New York is not my country. I do not feel comfortable there, I do not really enjoy my visits, which are therefore rare. But I can see why my mother likes it, its gritty, human reality of it, its glamor and complexity and energy, the street vendors and buskers like lianas on the great trucks of economy, a human upon human rainforest diversity greened by plane trees and ailanthus and the young white oaks of Ground Zero and a pigeon in Battery Park looked up at me in sudden surprise that I'd noticed it. It took two steps back and thought about me and I held its eye and thought about you.

Garrison Keilor likes New York City. It is a cultured and fascinating place for him and he describes the place as he sees it, a home of sorts for him, for part of him, while the other part still live on the prairie, he makes himself a conduits between these two lives, these two world, makes himself the contrasting dot on each half of the Yin Yang symbol every week, his stories now and then rising to the stature of secular homilies.

Watching the show was less of a big deal than I thought it would be; it was very much like listening to the show like normal, which is to say pretty darn good. Have you listened to it? You know those stringed notes and the introductory "from Minnesota Public Radio," that opens like a sonic curtain on the song that starts the show? You can hear that sitting in the audience, with those opening strings the show goes live and you get the thrill of knowing that if you yelled real loud your voice would go out to the nation.

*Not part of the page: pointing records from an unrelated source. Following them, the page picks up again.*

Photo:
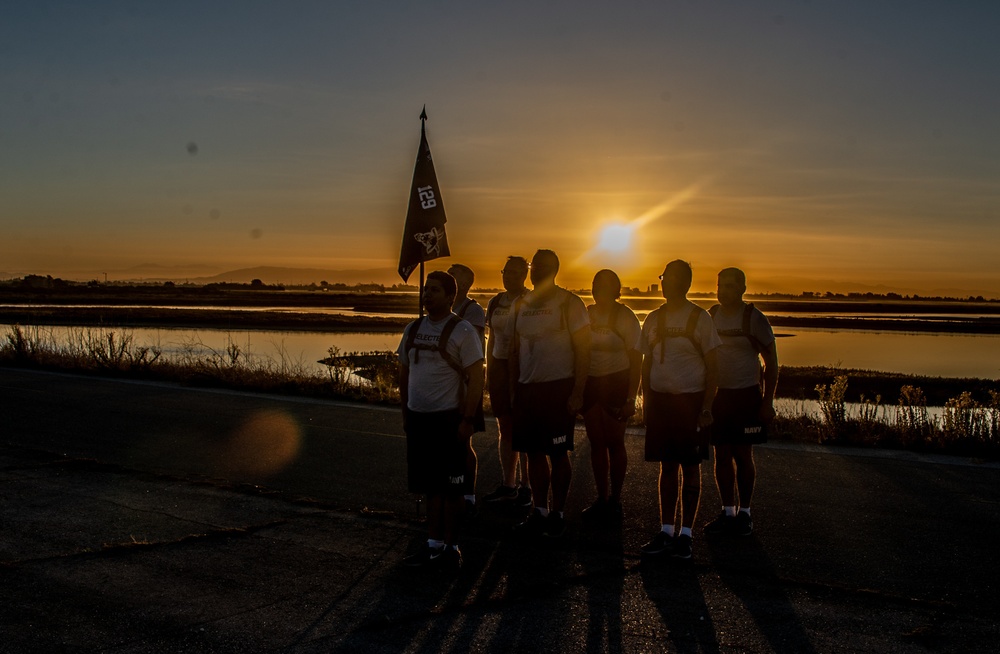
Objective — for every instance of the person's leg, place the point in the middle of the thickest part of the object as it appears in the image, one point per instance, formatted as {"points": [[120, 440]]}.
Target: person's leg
{"points": [[436, 527], [617, 454], [471, 468], [451, 510], [746, 474], [505, 450], [725, 474], [540, 476], [562, 475], [690, 493], [599, 460], [668, 484]]}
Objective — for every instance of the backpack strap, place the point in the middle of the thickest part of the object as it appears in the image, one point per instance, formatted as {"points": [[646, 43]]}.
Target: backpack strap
{"points": [[465, 307], [411, 338], [442, 345], [754, 341], [613, 322], [689, 329], [491, 306]]}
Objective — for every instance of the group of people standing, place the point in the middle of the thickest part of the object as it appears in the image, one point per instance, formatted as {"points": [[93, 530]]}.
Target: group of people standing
{"points": [[707, 379]]}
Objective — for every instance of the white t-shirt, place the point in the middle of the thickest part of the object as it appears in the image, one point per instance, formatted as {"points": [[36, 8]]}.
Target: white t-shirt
{"points": [[682, 369], [433, 384], [739, 363], [611, 339], [500, 325], [544, 328], [470, 311]]}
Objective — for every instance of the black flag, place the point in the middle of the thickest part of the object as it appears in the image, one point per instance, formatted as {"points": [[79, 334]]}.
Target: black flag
{"points": [[423, 236]]}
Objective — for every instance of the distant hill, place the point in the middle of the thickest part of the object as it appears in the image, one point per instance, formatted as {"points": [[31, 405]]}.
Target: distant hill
{"points": [[286, 276]]}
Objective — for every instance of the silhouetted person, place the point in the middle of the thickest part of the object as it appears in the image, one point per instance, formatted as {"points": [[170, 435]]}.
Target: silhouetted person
{"points": [[609, 397], [745, 403], [551, 356], [469, 310], [498, 319], [680, 379], [440, 383]]}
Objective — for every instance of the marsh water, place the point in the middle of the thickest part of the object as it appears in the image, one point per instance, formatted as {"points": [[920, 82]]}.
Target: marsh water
{"points": [[935, 354]]}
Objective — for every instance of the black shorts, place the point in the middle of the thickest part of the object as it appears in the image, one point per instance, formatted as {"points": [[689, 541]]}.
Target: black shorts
{"points": [[435, 452], [737, 417], [499, 386], [608, 391], [541, 422], [672, 428]]}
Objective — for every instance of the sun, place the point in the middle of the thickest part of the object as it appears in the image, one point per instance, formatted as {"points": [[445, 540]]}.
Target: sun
{"points": [[615, 238]]}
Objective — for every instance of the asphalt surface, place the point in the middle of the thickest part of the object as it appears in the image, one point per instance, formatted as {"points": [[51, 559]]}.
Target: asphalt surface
{"points": [[140, 517]]}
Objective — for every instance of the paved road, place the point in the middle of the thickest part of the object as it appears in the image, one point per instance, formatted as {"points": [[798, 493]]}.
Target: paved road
{"points": [[153, 518]]}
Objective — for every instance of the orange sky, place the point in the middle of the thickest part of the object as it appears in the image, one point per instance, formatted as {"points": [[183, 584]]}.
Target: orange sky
{"points": [[847, 147]]}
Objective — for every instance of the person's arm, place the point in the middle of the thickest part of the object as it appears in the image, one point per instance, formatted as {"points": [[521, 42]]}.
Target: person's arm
{"points": [[770, 357], [705, 418], [634, 375], [581, 367], [470, 404], [404, 389]]}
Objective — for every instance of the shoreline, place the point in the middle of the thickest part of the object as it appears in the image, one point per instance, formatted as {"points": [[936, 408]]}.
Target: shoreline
{"points": [[268, 319]]}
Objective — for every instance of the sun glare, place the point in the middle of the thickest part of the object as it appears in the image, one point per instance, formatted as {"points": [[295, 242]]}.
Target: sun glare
{"points": [[616, 238]]}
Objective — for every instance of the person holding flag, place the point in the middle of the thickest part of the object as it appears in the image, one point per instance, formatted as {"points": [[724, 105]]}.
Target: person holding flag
{"points": [[424, 237]]}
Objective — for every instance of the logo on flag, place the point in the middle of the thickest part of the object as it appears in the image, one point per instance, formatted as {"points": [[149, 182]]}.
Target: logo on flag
{"points": [[424, 237]]}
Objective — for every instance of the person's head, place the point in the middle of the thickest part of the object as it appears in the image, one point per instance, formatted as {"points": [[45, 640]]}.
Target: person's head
{"points": [[439, 293], [676, 280], [606, 287], [464, 277], [544, 266], [732, 286], [514, 272]]}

Keilor is tall and awkward-looking and he wears red shoes always (or at least always when hosting the show). He is also an irrepressible flirt, which you can hear over the radio. What you cannot hear is that he stands too close to his female guests, stooping over them, invading their space, or at least he did so last week. The women slowly backed up and he advanced, the pair moving gradually across the stage as they spoke and he can't possibly know we can see him doing that, that we notice? Maybe he doesn't notice, and who is going to tell him? But never mind, this, his sonorous voice, has emerged from the dark of radio more often than not every week for all the weeks since that week in my childhood when we came across the show by accident while driving to dinner at a Vietnamese restaurant and my Dad and I let my mother go hungry until the show was over because we wouldn't get out of the car. I had forgotten that, and the story makes me want to buy my mother dinner in recompense, though she has come to love the show, too, this voice, this storyteller, who links time and space, the one thing that does not change as we go along.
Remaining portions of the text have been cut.